I whole-hardheartedly agree that using tap water is asking for trouble when making soap. I've done it and regretted it. Distilled water usually costs no more than $1.25 most places, and often less than a $1.00 per gallon. Unless you are going to make tons of soap, a gallon of distilled water is usually sufficient for several batches of soap.
 
Also look at Ace Hardware for 100% lye (probably Red Devil brand) - mine carries it for $4 per pound.

Glad you're open to a more modern start. Get some success under your belt and you'll be in a much better position to troubleshoot the old methods!
 
James, if you have an Ace Hardware store near you, they carry the bottles of lye over in the plumbing department. I am not certain where in Oklahoma you are located, so I don't know what all is near you, but check out your local hardware stores. There are also several online soap suppliers that have very reasonable prices and will ship to you.

As for water, be sure and use distilled water. There are so many impurities in the water supply sources in Oklahoma (depending on what lake or river it is coming from) that using straight tap water can mess with the process of your soap. Take it from this ex-Okie whose MIL always tried to use straight tap water and then couldn't figure out why it didn't work right.

Good luck on your next batch.
 
You made potassium carbonate K2CO3, not potassium hydroxide KOH, by leaching wood ash. If working with pure K2CO3, you'd need about 2.5 times more by weight to chemically equal a given weight of pure potassium hydroxide, KOH. Since you're working with impure material, you'd need something more than that to compensate for the impurities. So your 35 g of dry material isn't nearly enough.

Saponification with a carbonate alkali isn't nearly as easy as saponifying with a hydroxide such as KOH or NaOH (sodium hydroxide). Carbonate saponification requires a long period of heating, because the carbonate cannot break the fat into fatty acids without the help of extra heat and time.
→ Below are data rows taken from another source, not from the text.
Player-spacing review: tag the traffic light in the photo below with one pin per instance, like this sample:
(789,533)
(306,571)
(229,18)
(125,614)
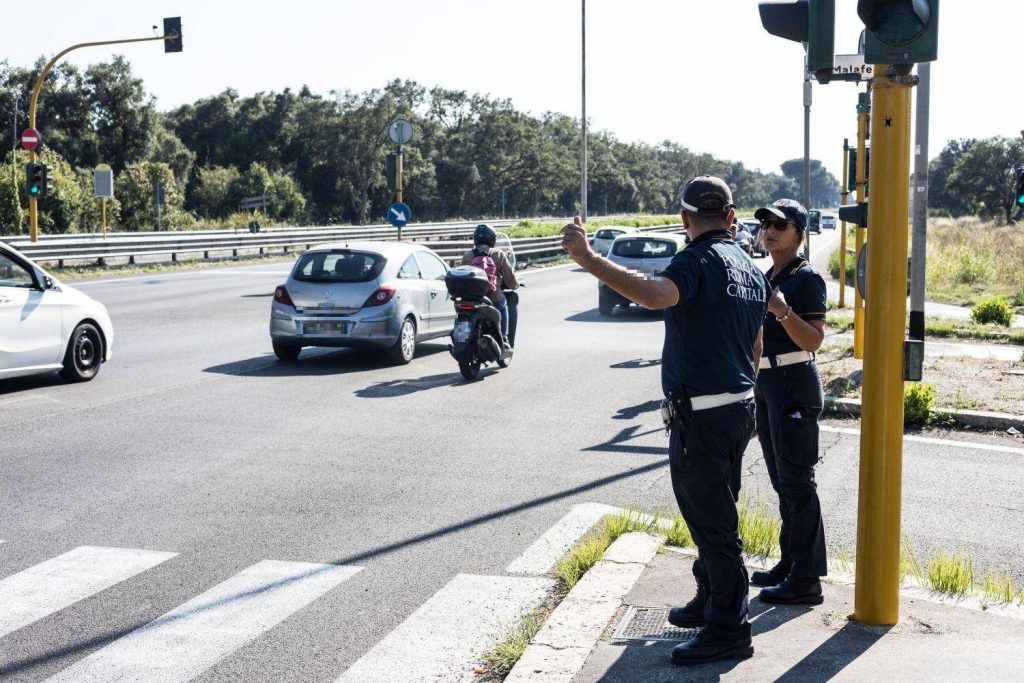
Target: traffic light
(172,27)
(810,22)
(900,32)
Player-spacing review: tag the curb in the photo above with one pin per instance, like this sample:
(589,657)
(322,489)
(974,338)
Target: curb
(986,420)
(567,637)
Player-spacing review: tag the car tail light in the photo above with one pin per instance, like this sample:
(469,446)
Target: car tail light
(281,296)
(380,297)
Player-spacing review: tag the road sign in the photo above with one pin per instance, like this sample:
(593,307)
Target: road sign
(102,181)
(400,131)
(398,214)
(30,138)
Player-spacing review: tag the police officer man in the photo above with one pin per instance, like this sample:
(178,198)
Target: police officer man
(715,301)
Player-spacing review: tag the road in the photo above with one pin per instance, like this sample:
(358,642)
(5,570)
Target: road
(343,498)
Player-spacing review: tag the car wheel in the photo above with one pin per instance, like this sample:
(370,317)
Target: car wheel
(404,347)
(287,352)
(84,354)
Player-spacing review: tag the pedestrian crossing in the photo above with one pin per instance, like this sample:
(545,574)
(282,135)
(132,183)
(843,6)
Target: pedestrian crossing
(442,640)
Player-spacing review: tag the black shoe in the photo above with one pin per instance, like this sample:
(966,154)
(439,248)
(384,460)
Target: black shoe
(794,591)
(690,615)
(772,577)
(707,646)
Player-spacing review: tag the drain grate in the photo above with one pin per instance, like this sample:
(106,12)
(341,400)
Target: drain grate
(649,624)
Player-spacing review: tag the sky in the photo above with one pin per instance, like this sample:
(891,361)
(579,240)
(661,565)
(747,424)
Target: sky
(704,74)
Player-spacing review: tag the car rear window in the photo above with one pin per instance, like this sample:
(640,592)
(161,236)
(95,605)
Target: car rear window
(339,266)
(644,248)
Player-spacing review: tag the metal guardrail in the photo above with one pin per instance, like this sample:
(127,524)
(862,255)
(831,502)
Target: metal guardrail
(450,241)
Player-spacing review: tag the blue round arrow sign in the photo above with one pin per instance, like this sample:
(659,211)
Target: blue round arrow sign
(399,214)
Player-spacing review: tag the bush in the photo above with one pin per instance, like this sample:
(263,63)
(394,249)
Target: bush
(993,309)
(918,402)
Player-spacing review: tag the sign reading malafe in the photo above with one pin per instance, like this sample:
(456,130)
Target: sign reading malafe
(846,65)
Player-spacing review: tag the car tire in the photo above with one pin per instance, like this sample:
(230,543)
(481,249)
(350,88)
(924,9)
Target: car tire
(403,349)
(84,354)
(287,352)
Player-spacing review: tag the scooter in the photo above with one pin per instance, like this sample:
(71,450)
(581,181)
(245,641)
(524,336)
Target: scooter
(476,338)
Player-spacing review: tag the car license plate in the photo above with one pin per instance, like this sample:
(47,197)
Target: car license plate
(461,332)
(325,328)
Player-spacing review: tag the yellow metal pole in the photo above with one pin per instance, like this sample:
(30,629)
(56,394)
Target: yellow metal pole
(842,237)
(33,202)
(397,182)
(863,115)
(877,593)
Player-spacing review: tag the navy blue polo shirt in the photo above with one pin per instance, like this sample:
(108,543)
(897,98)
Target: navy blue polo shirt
(710,333)
(805,291)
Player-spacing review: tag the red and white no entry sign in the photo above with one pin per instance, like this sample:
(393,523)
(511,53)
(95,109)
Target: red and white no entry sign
(30,138)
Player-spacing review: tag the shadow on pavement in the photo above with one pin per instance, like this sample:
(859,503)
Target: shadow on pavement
(631,314)
(406,387)
(314,363)
(636,364)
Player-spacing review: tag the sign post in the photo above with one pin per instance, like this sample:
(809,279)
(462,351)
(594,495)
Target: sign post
(400,132)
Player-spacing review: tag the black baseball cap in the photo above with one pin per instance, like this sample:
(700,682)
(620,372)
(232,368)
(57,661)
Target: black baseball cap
(784,209)
(708,196)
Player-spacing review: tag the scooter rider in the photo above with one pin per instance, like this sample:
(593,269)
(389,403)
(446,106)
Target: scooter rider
(715,301)
(484,239)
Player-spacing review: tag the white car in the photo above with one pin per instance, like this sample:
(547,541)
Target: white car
(605,236)
(648,254)
(46,326)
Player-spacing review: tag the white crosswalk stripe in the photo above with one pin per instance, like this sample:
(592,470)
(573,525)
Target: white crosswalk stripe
(189,639)
(443,639)
(56,584)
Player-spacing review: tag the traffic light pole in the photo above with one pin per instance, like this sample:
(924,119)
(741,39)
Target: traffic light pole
(877,592)
(33,202)
(842,236)
(863,112)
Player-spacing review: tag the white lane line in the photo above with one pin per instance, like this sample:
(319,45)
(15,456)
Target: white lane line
(445,638)
(185,641)
(993,447)
(543,553)
(58,583)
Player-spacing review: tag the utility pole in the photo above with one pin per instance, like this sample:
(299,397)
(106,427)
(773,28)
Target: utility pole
(919,241)
(583,150)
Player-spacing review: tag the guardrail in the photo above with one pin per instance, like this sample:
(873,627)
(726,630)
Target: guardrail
(450,241)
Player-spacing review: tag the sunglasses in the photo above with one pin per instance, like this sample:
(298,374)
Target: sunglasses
(780,225)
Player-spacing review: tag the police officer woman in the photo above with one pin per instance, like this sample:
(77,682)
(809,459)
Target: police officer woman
(788,400)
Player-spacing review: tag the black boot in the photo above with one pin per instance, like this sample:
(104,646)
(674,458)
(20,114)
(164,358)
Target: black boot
(712,646)
(795,590)
(691,614)
(772,577)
Measuring pH is not a useful nor accurate way of determining concentration. You have to increase the concentration by a factor of 10 to increase the pH by 1 unit, speaking strictly from a mathematical point of view. From a chemistry point of view, the relationship between pH and concentration are not necessarily linear -- in other words, if you increase the concentration by 10, you might see the pH rise by only a fraction of 1 unit.
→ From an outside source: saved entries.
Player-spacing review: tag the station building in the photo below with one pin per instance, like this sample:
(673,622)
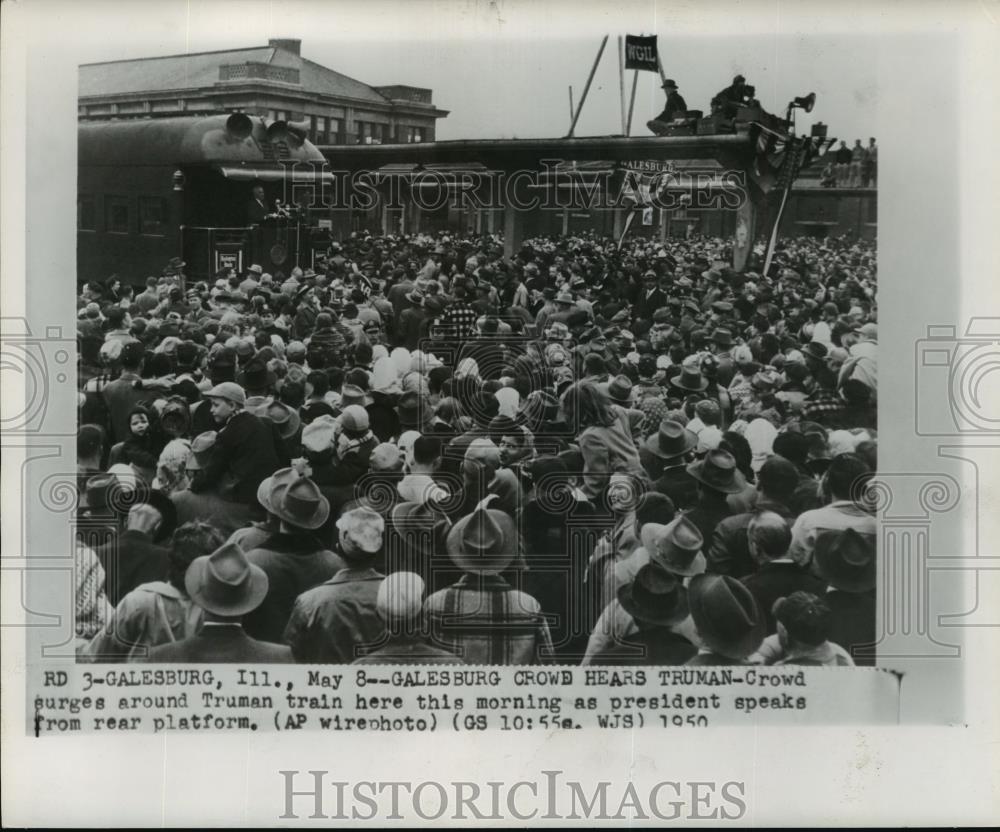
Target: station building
(274,81)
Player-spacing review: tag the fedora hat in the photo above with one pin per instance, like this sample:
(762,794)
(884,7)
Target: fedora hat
(285,418)
(414,410)
(846,559)
(257,405)
(690,378)
(352,394)
(723,337)
(727,617)
(201,449)
(671,440)
(676,546)
(256,376)
(160,502)
(620,389)
(482,542)
(558,331)
(225,582)
(816,350)
(319,434)
(107,491)
(281,477)
(654,597)
(718,471)
(300,503)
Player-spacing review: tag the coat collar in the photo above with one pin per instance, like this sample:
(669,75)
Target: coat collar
(350,574)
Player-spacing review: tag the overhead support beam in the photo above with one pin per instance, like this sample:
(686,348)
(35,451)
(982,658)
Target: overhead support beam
(501,153)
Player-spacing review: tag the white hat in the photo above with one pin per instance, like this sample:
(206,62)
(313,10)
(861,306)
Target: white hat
(401,359)
(385,379)
(406,440)
(400,597)
(509,400)
(709,438)
(760,434)
(467,367)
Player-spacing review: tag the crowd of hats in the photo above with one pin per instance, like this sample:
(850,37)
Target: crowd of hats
(717,368)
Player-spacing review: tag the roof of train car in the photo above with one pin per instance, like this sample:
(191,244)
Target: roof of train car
(178,141)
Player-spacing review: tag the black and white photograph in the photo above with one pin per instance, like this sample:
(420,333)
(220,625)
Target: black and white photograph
(354,390)
(507,373)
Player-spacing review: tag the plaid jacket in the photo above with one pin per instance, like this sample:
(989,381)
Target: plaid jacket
(483,620)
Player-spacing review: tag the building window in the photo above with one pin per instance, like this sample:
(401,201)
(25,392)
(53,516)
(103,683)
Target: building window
(116,219)
(153,215)
(86,213)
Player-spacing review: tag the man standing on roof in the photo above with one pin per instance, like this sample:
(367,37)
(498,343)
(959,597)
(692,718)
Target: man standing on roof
(726,101)
(257,209)
(676,107)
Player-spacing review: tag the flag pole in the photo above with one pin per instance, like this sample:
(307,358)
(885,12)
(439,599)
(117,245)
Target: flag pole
(621,81)
(586,89)
(631,104)
(659,65)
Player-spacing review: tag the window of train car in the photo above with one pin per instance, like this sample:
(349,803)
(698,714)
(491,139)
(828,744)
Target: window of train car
(153,215)
(116,215)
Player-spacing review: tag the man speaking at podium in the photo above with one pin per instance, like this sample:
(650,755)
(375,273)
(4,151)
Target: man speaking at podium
(257,210)
(676,108)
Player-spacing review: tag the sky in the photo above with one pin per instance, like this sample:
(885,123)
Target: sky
(503,69)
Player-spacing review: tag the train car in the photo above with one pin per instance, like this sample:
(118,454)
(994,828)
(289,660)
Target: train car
(150,190)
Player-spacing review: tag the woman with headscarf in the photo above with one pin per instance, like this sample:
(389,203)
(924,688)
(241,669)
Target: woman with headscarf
(145,440)
(603,434)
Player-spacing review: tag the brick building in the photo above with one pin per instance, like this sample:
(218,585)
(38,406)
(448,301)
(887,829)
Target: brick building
(274,81)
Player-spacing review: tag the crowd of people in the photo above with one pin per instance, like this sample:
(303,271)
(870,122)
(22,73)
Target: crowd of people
(851,167)
(427,452)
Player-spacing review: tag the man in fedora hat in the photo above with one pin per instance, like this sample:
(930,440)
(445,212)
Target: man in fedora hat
(729,550)
(295,559)
(842,486)
(776,574)
(690,378)
(138,554)
(227,587)
(717,477)
(656,601)
(845,560)
(675,107)
(802,637)
(481,618)
(337,622)
(410,324)
(400,606)
(651,297)
(655,511)
(209,505)
(728,623)
(666,455)
(160,611)
(245,452)
(675,547)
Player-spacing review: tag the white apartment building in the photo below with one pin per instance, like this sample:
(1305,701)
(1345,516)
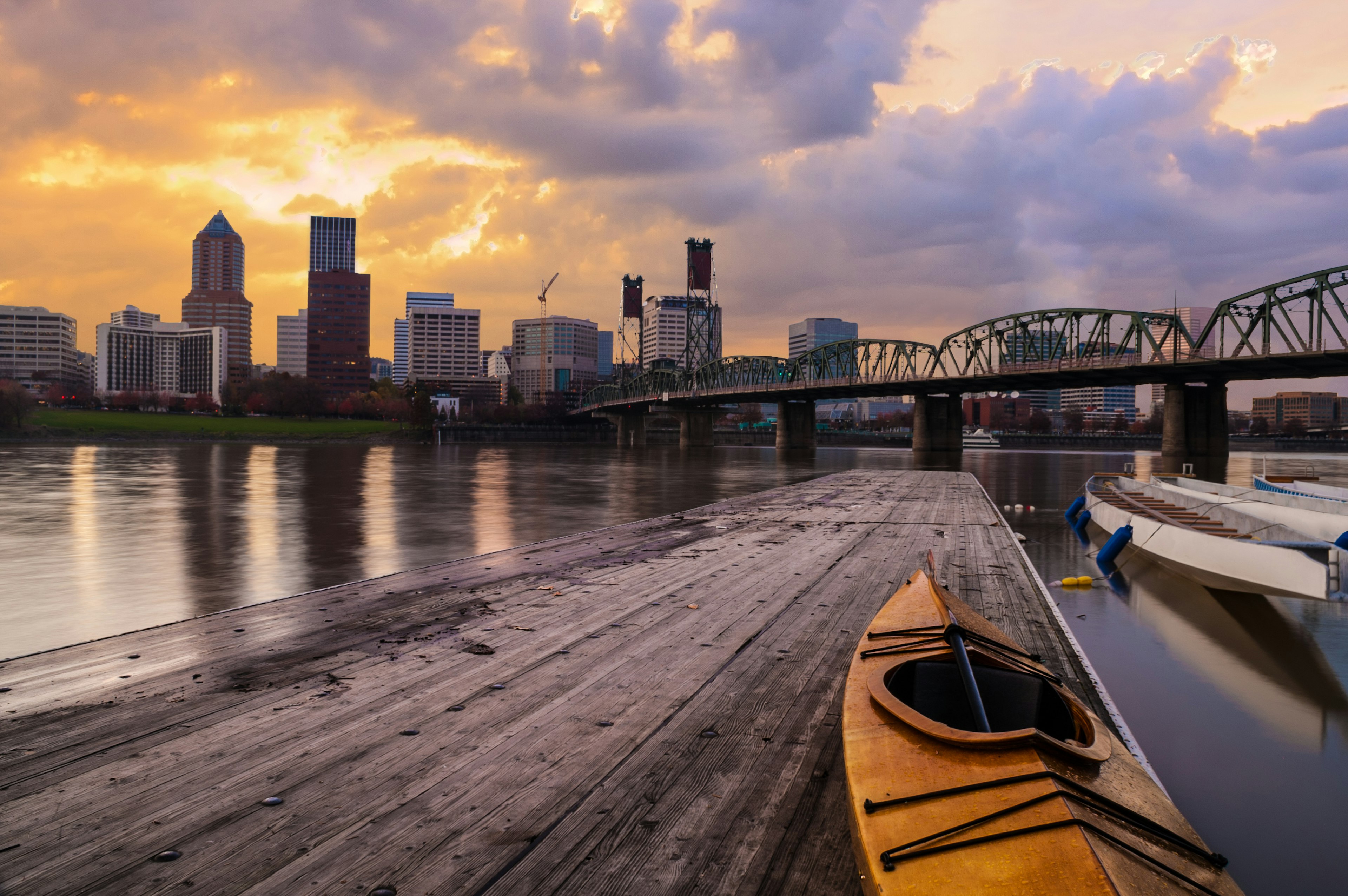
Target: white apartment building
(571,364)
(293,343)
(38,347)
(162,358)
(443,341)
(665,329)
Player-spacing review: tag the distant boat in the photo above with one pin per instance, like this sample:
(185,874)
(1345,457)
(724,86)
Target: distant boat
(1212,542)
(1306,488)
(980,438)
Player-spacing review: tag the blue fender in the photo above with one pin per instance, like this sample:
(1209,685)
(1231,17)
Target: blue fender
(1114,546)
(1076,509)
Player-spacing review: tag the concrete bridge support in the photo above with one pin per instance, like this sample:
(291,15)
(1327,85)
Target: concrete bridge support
(696,429)
(796,425)
(937,424)
(632,427)
(1195,425)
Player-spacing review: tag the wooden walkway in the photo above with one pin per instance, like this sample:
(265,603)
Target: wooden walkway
(553,719)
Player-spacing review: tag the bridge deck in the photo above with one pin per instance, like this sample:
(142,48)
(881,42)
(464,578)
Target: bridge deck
(720,770)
I'm glad to see you're looking for NaOH in your local stores -- I think you'll have more success with that.
 
I think the ingredient questions have been accurately addressed - clean the bacon grease or use lard, amount of coconut oil, and using the correct lye. However, I didn't see in your posts about your combining lye solution to oils process - if I missed it, I apologize!

When you combined the lye solution with the oils, did you just stir a bit with a spoon or did you bring it to trace with a stickblender (immersion blender)? Typically we stir/stickblend the oil and lye solution together to get an emulsion and then a little further to a state that we call "trace". This "trace" is when drippings from your stir method will rest on top of the surface of your batter rather than fall back into the batter unnoticeably. With a stickblender, this may take a few minutes of short burst blending and hand stirring with the blender between bursts (depending on your recipe, the power of your blender, etc. some of my recipes will go to trace in 2 minutes, some take 4 minutes - but that is personal to my recipes and equipment). If you are only hand stirring with a spoon, it will take longer, possibly 20 minutes to an hour of continuous hand stirring. I'm not sure if the additional heat from the crockpot would speed that up, so I am speaking from cold process method (no crockpot) - I've not tried using a spoon for either method.